Getting the lines with nth column non-null


 
Thread Tools Search this Thread
Top Forums UNIX for Dummies Questions & Answers Getting the lines with nth column non-null
# 1  
Old 02-08-2016
Getting the lines with nth column non-null

Hi,

I have a huge list of archives (.gz). Each archive is about 40MB. A file is generated every minute so if I want to analyze the data for 1 hour I get already 60 files for example.
These are text files, ';' separated, each line having about 300 fields (columns).

What I need to do is to extract only the lines where a given field (e..g 252) is non-null. Then all this lines I can export in a txt file and analyze the data.
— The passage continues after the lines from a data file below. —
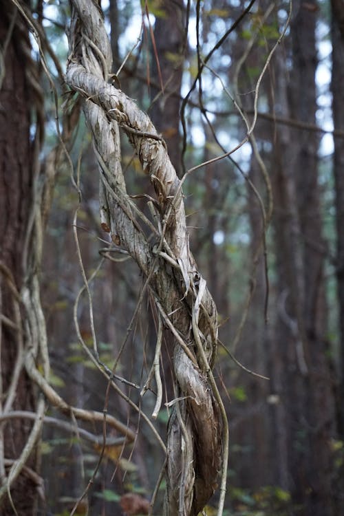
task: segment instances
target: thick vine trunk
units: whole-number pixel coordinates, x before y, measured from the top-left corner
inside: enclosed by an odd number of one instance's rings
[[[135,103],[107,82],[111,57],[98,4],[75,0],[73,7],[67,81],[85,98],[84,110],[101,178],[103,227],[136,261],[159,316],[174,336],[178,399],[169,425],[164,512],[193,516],[214,492],[222,463],[223,418],[211,372],[217,338],[216,307],[189,248],[182,185],[164,142]],[[156,192],[152,203],[155,226],[145,221],[153,232],[153,244],[126,192],[118,127],[128,136]]]
[[[13,281],[19,292],[23,283],[23,250],[26,224],[32,199],[32,160],[30,142],[32,89],[27,79],[27,52],[30,52],[28,32],[20,16],[8,2],[0,3],[0,41],[8,39],[4,55],[4,72],[0,88],[0,312],[14,327],[1,319],[1,411],[29,410],[35,408],[34,387],[28,376],[20,374],[12,404],[10,386],[23,352],[21,336],[16,330],[20,324],[19,299],[10,283]],[[15,23],[11,30],[11,22]],[[3,50],[1,50],[2,53]],[[18,327],[18,326],[17,326]],[[22,361],[23,358],[21,358]],[[14,393],[12,392],[12,394]],[[0,475],[5,482],[10,467],[18,458],[30,433],[32,424],[12,420],[2,427],[0,449]],[[34,469],[34,457],[27,466]],[[30,475],[22,474],[11,488],[13,504],[19,514],[33,515],[36,488]],[[12,515],[8,499],[0,502],[0,513]]]

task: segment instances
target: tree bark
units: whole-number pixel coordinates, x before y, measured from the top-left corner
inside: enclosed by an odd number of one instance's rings
[[[11,24],[13,23],[13,25]],[[28,62],[30,52],[28,31],[13,4],[0,3],[0,41],[8,39],[4,55],[4,76],[0,89],[0,275],[1,312],[15,324],[19,301],[9,288],[8,271],[15,288],[20,292],[23,282],[23,250],[25,248],[27,222],[32,202],[32,153],[30,145],[30,109],[32,89],[27,72],[32,65]],[[30,61],[30,60],[29,60]],[[18,314],[17,314],[18,315]],[[20,353],[21,336],[18,331],[1,320],[1,404],[6,407],[8,389]],[[19,328],[20,331],[20,328]],[[14,410],[34,411],[36,395],[27,374],[19,376]],[[25,420],[12,420],[1,429],[3,450],[0,451],[1,482],[8,469],[3,458],[15,460],[23,448],[32,424]],[[27,463],[35,468],[34,456]],[[21,474],[11,488],[13,504],[19,514],[33,515],[36,486],[30,477]],[[2,515],[12,515],[13,509],[6,499],[1,508]]]

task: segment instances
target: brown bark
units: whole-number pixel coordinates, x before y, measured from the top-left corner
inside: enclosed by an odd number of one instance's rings
[[[98,6],[85,0],[75,0],[73,4],[67,80],[86,98],[84,109],[102,180],[102,220],[112,240],[137,263],[149,283],[157,311],[175,338],[178,399],[168,432],[164,513],[194,516],[216,487],[221,469],[222,422],[226,424],[211,372],[217,336],[216,307],[189,248],[182,185],[166,145],[149,117],[106,82],[111,55]],[[84,33],[97,42],[96,54],[83,40]],[[85,45],[87,54],[80,50]],[[103,59],[98,60],[99,52]],[[120,166],[119,127],[155,190],[153,205],[159,219],[153,230],[158,237],[155,244],[147,240],[127,193]],[[224,501],[225,481],[224,474],[221,503]]]
[[[182,0],[163,0],[159,8],[164,14],[156,19],[154,28],[158,55],[156,56],[154,52],[152,52],[152,76],[154,83],[159,84],[158,59],[162,86],[168,90],[168,93],[152,87],[151,98],[153,104],[151,111],[151,120],[158,130],[162,133],[167,144],[171,161],[178,174],[181,165],[179,94],[184,65],[182,50],[184,38],[184,8]],[[155,98],[157,95],[158,96]]]
[[[344,1],[332,0],[332,112],[335,129],[344,129]],[[340,354],[338,396],[338,430],[344,437],[344,147],[343,141],[334,137],[334,174],[336,190],[336,224],[337,237],[337,292],[339,303]]]
[[[12,275],[18,291],[23,284],[23,248],[32,202],[32,152],[30,141],[32,90],[27,80],[26,53],[30,52],[28,32],[18,13],[8,2],[0,3],[0,41],[8,38],[5,55],[5,75],[0,90],[0,259]],[[13,32],[10,23],[17,16]],[[6,276],[1,277],[1,312],[15,321],[13,294]],[[1,325],[1,368],[3,405],[17,356],[18,334]],[[27,375],[20,376],[12,408],[34,410],[35,395]],[[30,433],[31,423],[24,420],[8,422],[4,427],[5,457],[17,458]],[[34,458],[27,464],[34,468]],[[3,480],[3,479],[2,479]],[[14,504],[20,515],[32,515],[36,488],[21,475],[11,488]],[[2,515],[12,515],[6,500]]]
[[[315,123],[315,13],[297,3],[291,23],[292,69],[284,98],[292,118]],[[280,63],[281,64],[281,63]],[[279,76],[277,70],[275,76]],[[281,79],[279,84],[281,85]],[[283,90],[279,90],[281,96]],[[282,93],[283,95],[283,93]],[[279,299],[277,342],[282,357],[281,396],[284,432],[280,435],[283,487],[301,515],[334,514],[330,440],[334,399],[326,358],[323,246],[315,133],[277,133],[274,190]]]

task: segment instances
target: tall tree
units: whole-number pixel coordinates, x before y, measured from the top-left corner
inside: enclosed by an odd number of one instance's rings
[[[276,70],[276,100],[280,109],[287,109],[283,113],[287,117],[314,125],[316,8],[310,6],[294,6],[290,80],[287,85],[283,69]],[[278,131],[273,178],[279,292],[276,352],[283,362],[276,387],[283,411],[280,424],[284,422],[279,442],[282,485],[301,506],[300,514],[330,516],[334,514],[330,442],[335,433],[319,252],[323,243],[317,149],[315,132]]]

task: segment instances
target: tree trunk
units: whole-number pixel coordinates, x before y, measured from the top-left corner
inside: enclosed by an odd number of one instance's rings
[[[344,129],[344,1],[332,0],[332,112],[335,129]],[[338,393],[338,430],[344,438],[344,146],[334,136],[334,173],[336,189],[337,237],[337,292],[339,303],[340,353]]]
[[[183,74],[184,8],[182,0],[163,0],[159,5],[164,15],[158,17],[154,28],[157,55],[152,52],[152,76],[160,84],[160,73],[164,91],[151,88],[151,120],[162,133],[172,164],[177,173],[180,169],[180,93]],[[179,174],[178,174],[179,175]]]
[[[13,28],[11,23],[14,21]],[[5,50],[5,75],[0,90],[0,260],[1,265],[1,312],[14,324],[20,325],[16,310],[19,304],[9,288],[9,277],[17,292],[23,281],[23,252],[32,202],[33,169],[30,147],[30,109],[32,90],[27,79],[30,45],[28,32],[21,17],[9,2],[0,3],[0,41],[8,39]],[[16,319],[17,318],[17,319]],[[8,389],[21,347],[18,332],[1,320],[1,376],[2,409],[6,408]],[[7,410],[35,409],[35,394],[25,372],[19,378],[15,398]],[[0,451],[0,474],[3,482],[8,473],[8,462],[17,459],[30,433],[32,423],[22,419],[10,420],[3,427],[4,449]],[[7,468],[6,467],[7,464]],[[34,469],[34,457],[27,463]],[[19,514],[33,515],[36,486],[28,475],[21,474],[11,488],[11,495]],[[12,515],[7,499],[1,506],[2,515]]]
I tried to use cut command, but this one does not allow to put any condition on the field value. So I took the awk command. But this one is limited to 99 fields and I need field 252 for example.
Finally I am using both commands in pipe.
This is what I am using:

Code:
gzip -c -d *.gz | cut -d";" -f2,252 | awk -F';' '$2!=""'

Now this gives me only 2 fields, but not entire line. Even so it is ok as f2 is the ID of the line so I can get later the entire line.

My question is:
1. how to make the above command work faster?
2. how to get directly the entire lines for which a given field is non-null? I might need to do the same for other fields too. And I would like to get all the lines in one shot from several .gz files.

I must say I am pretty new in bash...

Thank you!
Nenad.

Last edited by Don Cragun; 02-08-2016 at 10:59 PM.. Reason: Fix existing CODE tags; add missing CODE and ICODE tags.
# 2  
Old 02-08-2016
What operating system are you using?

What version of awk are you using?

What is the maximum number of bytes in a line (including the terminating <newline> character) in your unzipped files?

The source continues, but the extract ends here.